Wir hatten die Gelegenheit, anlässlich des internationalen Kampftags gegen Gewalt an Frauen mit Gülsüm Kav, Generalvertreterin der Plattform „Wir werden Frauenmorde stoppen”, zu sprechen. Die Frauenrechtlerin sagt, dass nach wie vor Gewalt und Morde an Frauen in der Türkei das „drängendste und auch schmerzhafteste Problem” seien. Kav sieht das Gewaltproblem im traditionellen Rollenverständnis verankert.

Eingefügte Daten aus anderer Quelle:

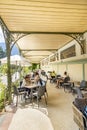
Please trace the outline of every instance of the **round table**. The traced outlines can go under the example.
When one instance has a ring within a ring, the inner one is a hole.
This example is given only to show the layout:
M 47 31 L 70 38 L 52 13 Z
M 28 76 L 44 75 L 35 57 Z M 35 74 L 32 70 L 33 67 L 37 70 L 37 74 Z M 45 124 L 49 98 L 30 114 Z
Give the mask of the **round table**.
M 38 109 L 18 109 L 8 130 L 54 130 L 47 115 Z

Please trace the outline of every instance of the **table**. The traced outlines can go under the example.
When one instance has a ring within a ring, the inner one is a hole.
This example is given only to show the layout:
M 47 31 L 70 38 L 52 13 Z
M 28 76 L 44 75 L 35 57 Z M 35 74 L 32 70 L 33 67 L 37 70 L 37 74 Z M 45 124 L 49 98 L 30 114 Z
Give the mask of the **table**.
M 34 89 L 34 88 L 38 88 L 38 85 L 36 85 L 36 84 L 31 84 L 31 85 L 29 85 L 29 86 L 25 86 L 25 88 L 28 88 L 28 89 L 31 90 L 30 96 L 31 96 L 32 104 L 33 104 L 33 89 Z
M 18 109 L 8 130 L 54 130 L 47 115 L 38 109 Z

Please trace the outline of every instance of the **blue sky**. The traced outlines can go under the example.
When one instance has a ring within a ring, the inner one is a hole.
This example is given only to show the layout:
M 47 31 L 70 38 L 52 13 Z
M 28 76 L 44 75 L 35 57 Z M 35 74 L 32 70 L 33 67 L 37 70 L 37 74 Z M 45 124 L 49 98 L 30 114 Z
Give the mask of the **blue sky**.
M 0 47 L 3 48 L 3 51 L 6 49 L 5 40 L 4 40 L 4 36 L 3 36 L 3 33 L 2 33 L 1 26 L 0 26 Z M 12 49 L 11 55 L 17 55 L 17 54 L 19 54 L 19 50 L 17 49 L 16 46 L 14 46 L 13 49 Z

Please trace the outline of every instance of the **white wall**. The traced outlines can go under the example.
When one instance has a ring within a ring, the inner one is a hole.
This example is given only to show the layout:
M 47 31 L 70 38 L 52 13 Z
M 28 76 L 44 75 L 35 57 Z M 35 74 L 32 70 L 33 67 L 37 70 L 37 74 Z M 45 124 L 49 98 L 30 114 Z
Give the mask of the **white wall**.
M 83 65 L 82 64 L 69 64 L 68 73 L 72 80 L 81 81 L 83 79 Z

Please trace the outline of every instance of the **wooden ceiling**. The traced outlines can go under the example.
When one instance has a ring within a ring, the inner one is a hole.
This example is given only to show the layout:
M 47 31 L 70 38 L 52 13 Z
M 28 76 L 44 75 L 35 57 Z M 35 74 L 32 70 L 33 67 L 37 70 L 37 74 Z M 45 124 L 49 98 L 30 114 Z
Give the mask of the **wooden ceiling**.
M 87 31 L 87 0 L 0 0 L 0 16 L 12 33 L 45 33 L 43 36 L 38 34 L 39 44 L 44 44 L 46 51 L 50 49 L 51 44 L 54 45 L 53 49 L 58 49 L 71 39 L 64 39 L 64 42 L 60 43 L 58 42 L 58 39 L 61 41 L 60 35 L 55 36 L 56 39 L 52 40 L 54 34 L 48 36 L 48 33 L 83 33 Z M 36 37 L 35 34 L 32 35 Z M 54 43 L 57 45 L 55 46 Z M 24 54 L 26 47 L 24 44 L 23 47 L 20 44 L 18 43 Z M 29 42 L 25 44 L 31 45 Z M 33 47 L 26 48 L 26 51 L 32 49 L 33 55 L 36 55 L 35 51 L 38 51 L 36 46 L 38 46 L 37 42 Z M 43 49 L 43 46 L 39 49 Z M 40 54 L 37 55 L 40 56 Z

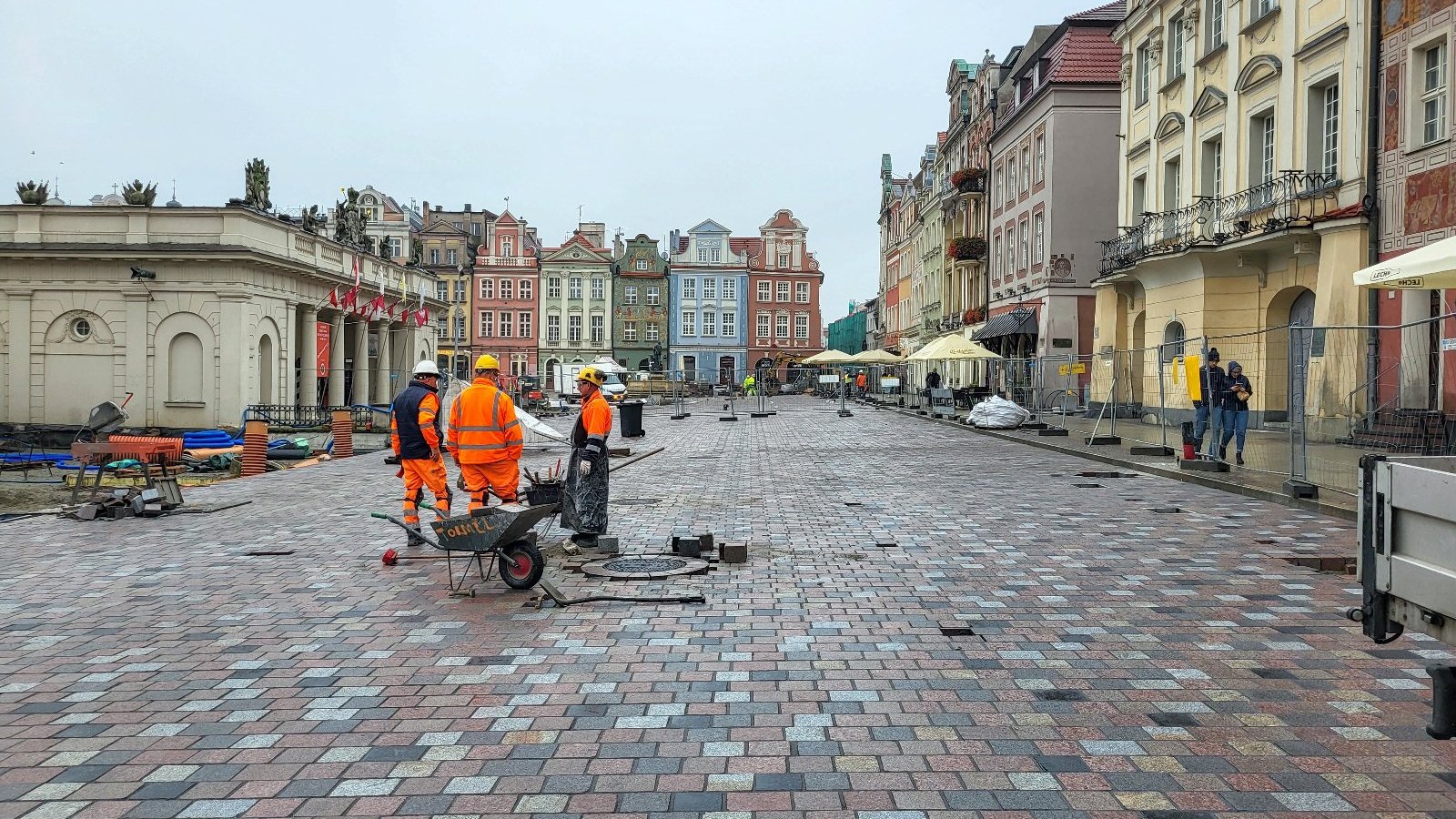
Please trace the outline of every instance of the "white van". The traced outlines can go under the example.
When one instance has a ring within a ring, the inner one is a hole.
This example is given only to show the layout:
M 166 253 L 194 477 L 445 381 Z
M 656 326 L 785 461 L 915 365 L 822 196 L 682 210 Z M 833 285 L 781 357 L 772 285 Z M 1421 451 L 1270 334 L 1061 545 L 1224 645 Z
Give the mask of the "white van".
M 566 401 L 577 399 L 577 373 L 588 364 L 562 364 L 556 367 L 556 395 L 561 395 Z M 620 402 L 628 395 L 628 385 L 622 383 L 622 376 L 617 373 L 622 367 L 617 366 L 612 358 L 597 358 L 590 366 L 597 367 L 606 376 L 601 385 L 601 396 L 612 404 Z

Anwendung von Präventivgesetzen sollte oberste Priorität haben
„Um Gleichberechtigung und die Stellung der Frau in der Gesellschaft steht es hierzulande sehr schlecht. In dieser Hinsicht haben wir auch aufgrund unserer geografischen Lage Pech. Der Mittelmeerraum kann auf eine lange Geschichte patriarchaler Gewalt zurückblicken. Solange wir uns nicht mit diesen patriarchalischen Normen und traditionellen Geschlechterrollen auseinandersetzen, wird unsere Gesellschaft weiterhin Gewalt gegen Frauen begünstigen. Und diese Gewalt kostet Frauen das Leben.”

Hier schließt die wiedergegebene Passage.